The current shelter has a capacity of 48 adult beds and an assortment of cribs and toddler beds.

Ten bedrooms, all dormitory-style, are joined in the middle by a large multi-purpose room for dining, dancing and other group activities.

There is a smaller family room, a kitchen, shelter offices and a program room for healing arts, parenting classes, alcohol and drug recovery meetings, Bible study and peer group studies, Palmer said.

The two-story building will be 8,000 square feet on the ground floor and 8,000 square feet on the new second floor.

In her remarks Sunday at the closing of the awards ceremony for 19 staff members and countless committee members and volunteers, Susan Reisert, the new chairwoman of the shelter’s board of directors, praised Palmer for her good work and dedication to the cause of dealing with homelessness.

“Betty does a tremendous amount for the shelter for all the things that we’re trying to do here,” Reisert told the gathering. “So many of them are about the programming and the other things that we need to do. Homelessness is very complicated. Everybody has their own story and everyone has their own needs.

“Betty just does an amazing job. There aren’t enough words or ways to say ‘amazing.'”

Among the recipients of volunteer awards Sunday was John Maddux, 66, of Oakland, who logged 200 volunteer hours at the shelter in the past year.

“Being retired, I want to stay active, and I feel that helping the shelter out gives me a reason to get up in the morning and makes you feel good at the end of the day,” he said. “I try to put in 200 hours a year, going on three years now.
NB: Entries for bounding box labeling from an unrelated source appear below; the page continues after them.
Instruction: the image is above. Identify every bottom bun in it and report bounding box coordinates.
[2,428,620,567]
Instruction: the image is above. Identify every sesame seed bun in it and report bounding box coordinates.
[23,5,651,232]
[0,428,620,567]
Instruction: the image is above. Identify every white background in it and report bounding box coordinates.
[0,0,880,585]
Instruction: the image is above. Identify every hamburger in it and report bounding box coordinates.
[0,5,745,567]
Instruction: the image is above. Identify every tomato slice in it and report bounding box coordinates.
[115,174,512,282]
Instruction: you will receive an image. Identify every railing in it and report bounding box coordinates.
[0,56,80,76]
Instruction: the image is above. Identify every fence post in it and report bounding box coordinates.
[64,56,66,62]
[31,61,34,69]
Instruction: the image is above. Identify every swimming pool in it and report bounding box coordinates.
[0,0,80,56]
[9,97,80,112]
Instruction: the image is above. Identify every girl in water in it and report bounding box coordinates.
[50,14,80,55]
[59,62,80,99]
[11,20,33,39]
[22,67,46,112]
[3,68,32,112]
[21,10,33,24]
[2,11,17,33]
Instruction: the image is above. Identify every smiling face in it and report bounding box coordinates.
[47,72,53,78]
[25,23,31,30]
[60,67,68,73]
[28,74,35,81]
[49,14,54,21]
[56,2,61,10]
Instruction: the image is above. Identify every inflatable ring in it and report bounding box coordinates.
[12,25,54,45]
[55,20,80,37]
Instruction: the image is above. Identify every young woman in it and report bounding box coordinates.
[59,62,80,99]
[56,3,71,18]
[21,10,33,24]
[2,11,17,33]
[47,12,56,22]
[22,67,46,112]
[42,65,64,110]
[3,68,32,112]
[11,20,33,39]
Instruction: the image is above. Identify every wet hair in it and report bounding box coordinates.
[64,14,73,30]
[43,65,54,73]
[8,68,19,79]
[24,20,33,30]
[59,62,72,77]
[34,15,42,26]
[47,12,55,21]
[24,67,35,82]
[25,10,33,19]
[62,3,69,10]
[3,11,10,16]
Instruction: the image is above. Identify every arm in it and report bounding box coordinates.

I work in the office, answer the phone and greet people coming in the door so the staff has the time to do what they do.”

Emma Farnham, 11, of Winslow, received an Outstanding Youth Award for collections she takes up for shelter children at Christmas and on Valentine’s Day.

“We do some food drives at my house for Valentine’s Day, and my friends come over and bring stuffed animals and candy, and we give them to the kids here at the shelter,” she said.